To understand where the LGPL does and does not allow the use of LGPL code in a proprietary product the FSF distinguish “works based on the library” and “works that use the library”. Works that use the library can be incorporated within a proprietary product. What this means in practice is slightly fuzzy in practice but usually this means that a body of code will communicate with the library using some sort of standardised interface (e.g. sending some sort of stream of data in a particular way) and receive back something that itself is standardised in some way (for example, music that has been decoded). The library itself is being used for its intended purpose and is not substantially modified. Works that are based on the library will usually be works that reimplement or modify the actual library itself, changing the code and making it do something different or making it work in a different way. Under the LGPL works that do this have to release all of their code exactly as though the code was licensed by the GPL (Ibid).

Mozilla public licence #

The Mozilla public licence (MPL) is like the LGPL except more weakly copyleft. Both allow the possibility over incorporating code released under their licence conditions to be used with a proprietary codebase. As we have seen, the LGPL places fairly clear restrictions on this reuse, which effectively prevent distributors of the code from modifying the original code in any way. By contrast, the MPL allows modified code to be incorporated into a proprietary codebase as long as the modifications are themselves shared, but not the rest of the code which they are distributed with.

NHS data science and software licences #

The best software licence for a data science project will vary case by case, but there are some broad things to consider when choosing one. The most important decision to make is between permissive and copyleft licences. Permissive licences are useful to maximise the impact of something in situations where there is no concern about what proprietary vendors might do with code. Releasing code under, for example, an MIT licence allows everybody, including individuals using proprietary code, a chance to use the code under that licence.

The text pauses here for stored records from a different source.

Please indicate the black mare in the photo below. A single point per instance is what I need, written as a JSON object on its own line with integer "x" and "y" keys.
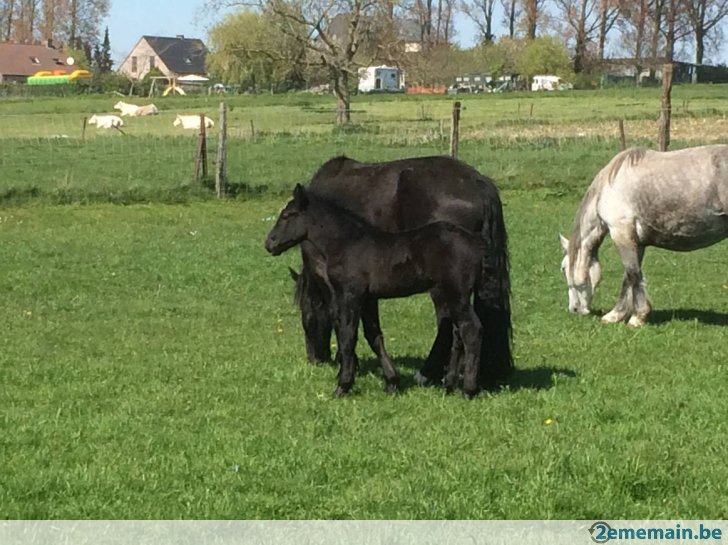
{"x": 407, "y": 194}
{"x": 363, "y": 264}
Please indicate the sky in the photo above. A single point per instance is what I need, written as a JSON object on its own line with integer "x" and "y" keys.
{"x": 129, "y": 20}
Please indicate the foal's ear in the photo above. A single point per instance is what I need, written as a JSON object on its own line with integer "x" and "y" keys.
{"x": 299, "y": 195}
{"x": 564, "y": 242}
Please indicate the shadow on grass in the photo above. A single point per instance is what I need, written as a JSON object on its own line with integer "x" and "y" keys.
{"x": 707, "y": 317}
{"x": 535, "y": 378}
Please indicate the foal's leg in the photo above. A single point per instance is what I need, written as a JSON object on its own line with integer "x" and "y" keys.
{"x": 632, "y": 304}
{"x": 433, "y": 369}
{"x": 348, "y": 309}
{"x": 454, "y": 368}
{"x": 470, "y": 331}
{"x": 373, "y": 334}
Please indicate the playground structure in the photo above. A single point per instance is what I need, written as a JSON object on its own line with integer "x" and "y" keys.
{"x": 57, "y": 77}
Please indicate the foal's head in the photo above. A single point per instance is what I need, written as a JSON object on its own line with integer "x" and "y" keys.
{"x": 292, "y": 224}
{"x": 583, "y": 274}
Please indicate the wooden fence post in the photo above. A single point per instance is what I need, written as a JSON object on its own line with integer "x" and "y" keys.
{"x": 455, "y": 129}
{"x": 221, "y": 153}
{"x": 666, "y": 107}
{"x": 201, "y": 155}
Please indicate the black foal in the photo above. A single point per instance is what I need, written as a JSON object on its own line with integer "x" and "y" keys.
{"x": 362, "y": 264}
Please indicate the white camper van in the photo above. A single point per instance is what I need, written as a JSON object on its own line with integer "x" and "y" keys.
{"x": 548, "y": 83}
{"x": 380, "y": 78}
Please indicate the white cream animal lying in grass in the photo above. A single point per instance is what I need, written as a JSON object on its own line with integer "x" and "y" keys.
{"x": 133, "y": 110}
{"x": 192, "y": 122}
{"x": 106, "y": 121}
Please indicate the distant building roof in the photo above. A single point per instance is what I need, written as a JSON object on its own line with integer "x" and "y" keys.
{"x": 24, "y": 60}
{"x": 181, "y": 55}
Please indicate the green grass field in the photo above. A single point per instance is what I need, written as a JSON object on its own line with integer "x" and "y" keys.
{"x": 152, "y": 362}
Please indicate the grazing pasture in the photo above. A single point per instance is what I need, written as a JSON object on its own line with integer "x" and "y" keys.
{"x": 152, "y": 362}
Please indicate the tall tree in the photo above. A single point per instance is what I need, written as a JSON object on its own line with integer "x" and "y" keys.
{"x": 532, "y": 12}
{"x": 8, "y": 18}
{"x": 634, "y": 28}
{"x": 338, "y": 36}
{"x": 582, "y": 20}
{"x": 672, "y": 9}
{"x": 704, "y": 16}
{"x": 105, "y": 63}
{"x": 434, "y": 19}
{"x": 481, "y": 13}
{"x": 608, "y": 16}
{"x": 511, "y": 13}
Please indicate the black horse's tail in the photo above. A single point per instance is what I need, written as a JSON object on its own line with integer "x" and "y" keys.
{"x": 492, "y": 299}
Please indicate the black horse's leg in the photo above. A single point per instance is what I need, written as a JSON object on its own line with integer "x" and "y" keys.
{"x": 471, "y": 332}
{"x": 373, "y": 334}
{"x": 433, "y": 369}
{"x": 454, "y": 368}
{"x": 314, "y": 299}
{"x": 348, "y": 311}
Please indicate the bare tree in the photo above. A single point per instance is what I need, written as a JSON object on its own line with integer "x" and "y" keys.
{"x": 435, "y": 21}
{"x": 481, "y": 13}
{"x": 634, "y": 19}
{"x": 703, "y": 16}
{"x": 339, "y": 36}
{"x": 672, "y": 9}
{"x": 511, "y": 14}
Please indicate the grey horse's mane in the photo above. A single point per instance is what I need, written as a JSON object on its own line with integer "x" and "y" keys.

Using a copyleft licence is useful when there is concern about what proprietary vendors might do with a piece of code. For example, vendors could use some functionality from an open source project to make their own product more appealing, and then use that functionality to sell their product to more customers, and then use that market leverage to help them acquire vendor lock in. Vendor lock in is the state in which using a company’s prodcuts ensures that you find it very difficult to move to another company’s products. An example might be using a proprietary statistical software package and saving data in its proprietary format, making it difficult to transfer that data to another piece of software. If proprietary software companies can use code to make the world worse in this way, then choosing a copyleft licence is an excellent way of sharing your code without allowing anybody to incorporate it into a proprietary codebase. Proprietary software companies are free to use copyleft licensed code, but are highly unlikely to do so since it means releasing all of the code that incorporates it.